The Daily Observer’s editorial also noted that it appeared that some individuals were bent on creating a climate of fear, judging from recent past experience where a rash of incidents of mindless political violence involving officials of the CDC and government, has been treated with benign concern by the Liberia National Police.
The Daily Observer further observed that the fruits of their actions will only succeed in making President Weah a virtual prisoner of fear, hyped up by individuals with self-seeking interests.
And above all the editorial noted with troubling concern that security sources say that President Weah appeared to convey the impression that he actually believes what Morlu is telling him that plans are being hatched to assassinate him.
Now President Weah has just confirmed worst fears that he actually takes stock in the tissue of lies and deceit being spun around him by crafty individuals whose inordinate ambition is to accumulate wealth even if it means acquiring it illegally or by questionable means.
In view of this development, this newspaper is constrained to question whether it is the nation’s security and intelligence services providing such information to the President.

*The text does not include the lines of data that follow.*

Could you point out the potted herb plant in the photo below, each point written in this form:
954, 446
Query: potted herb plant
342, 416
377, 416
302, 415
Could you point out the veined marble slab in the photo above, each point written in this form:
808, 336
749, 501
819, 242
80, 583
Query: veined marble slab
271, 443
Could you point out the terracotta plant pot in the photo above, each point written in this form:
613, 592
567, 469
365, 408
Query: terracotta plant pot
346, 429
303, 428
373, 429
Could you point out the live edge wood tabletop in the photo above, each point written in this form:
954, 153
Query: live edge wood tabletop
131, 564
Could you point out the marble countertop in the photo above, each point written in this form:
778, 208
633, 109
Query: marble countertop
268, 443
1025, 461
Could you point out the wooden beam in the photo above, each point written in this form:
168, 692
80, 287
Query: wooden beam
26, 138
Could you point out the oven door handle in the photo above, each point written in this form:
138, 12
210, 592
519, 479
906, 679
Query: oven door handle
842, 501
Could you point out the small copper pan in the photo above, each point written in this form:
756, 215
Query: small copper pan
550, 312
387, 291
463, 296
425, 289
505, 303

In case they are, then we must also question why have these agencies, including the Justice Minister who is head of joint security, failed to act by arresting and charging those involved and have them appear before a court of competent jurisdiction?
Whatever may be the case, the public has a right to be fully informed. Already a cloud of suspicion has been thrown over a number of individuals and institutions all for the wrong reasons.

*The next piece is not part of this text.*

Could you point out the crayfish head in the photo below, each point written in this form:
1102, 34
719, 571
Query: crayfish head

Many of them are now living in fear of threat to their lives by zealots prepped by the violent rhetoric of those creating such hype and fabricating base lies with the intention to distract public attention from shortcomings of this government, whatever those short comings may be.
This newspaper holds the strong conviction that the Justice Minister, who is indeed the chief legal advisor of President as well as head of the joint security, should clear the air on this. Did he advise the President, based on security reports, that his life was at risk?
For example, was the President’s exhortations and disclosures at the Methodist Convention part and parcel of a threat mitigation strategy proposed by the national security apparatus?
This newspaper must again warn President Weah that he risks losing it all, should he continue along the path he appears to be treading. We recall that contrived coup plots, and bogus assassination attempts were scripts employed by past governments to stifle free expression and muzzle criticism of government policies.
From history we know that such contrivances have never helped the ruling establishment; instead they have hastened the advent of their nadir. And the examples of Presidents Tolbert, Doe and Taylor, all of who met an inglorious end to their rule, are still fresh, reminding all and sundry what await those who ignore the lessons of history.
But all is not lost. President Weah still has the chance to pull back from the brink while he yet has the chance. He must avoid being boxed into a tight corner by his sparring partners.
Just what will be his next move? Will he or his Justice Minister order the arrest of the plotters against this life? In such a case accused individuals will have to be brought before a court of competent jurisdiction. And the trial might not last a day or a week. It may drag into months.
Against the backdrop of deteriorating economic conditions and attending hardships, it becomes difficult to fathom just how this government is going to keep a lid on public concerns about excruciating economic conditions and yet conduct a trial replete with political overtones.
This is indeed a risky adventure which must be avoided. President Weah is urged to reflect and consider the dangers he is inclined to court. As this newspaper has repeatedly warned, President Weah should not allow others to use his hand to draw their roasted palm nuts from the fire.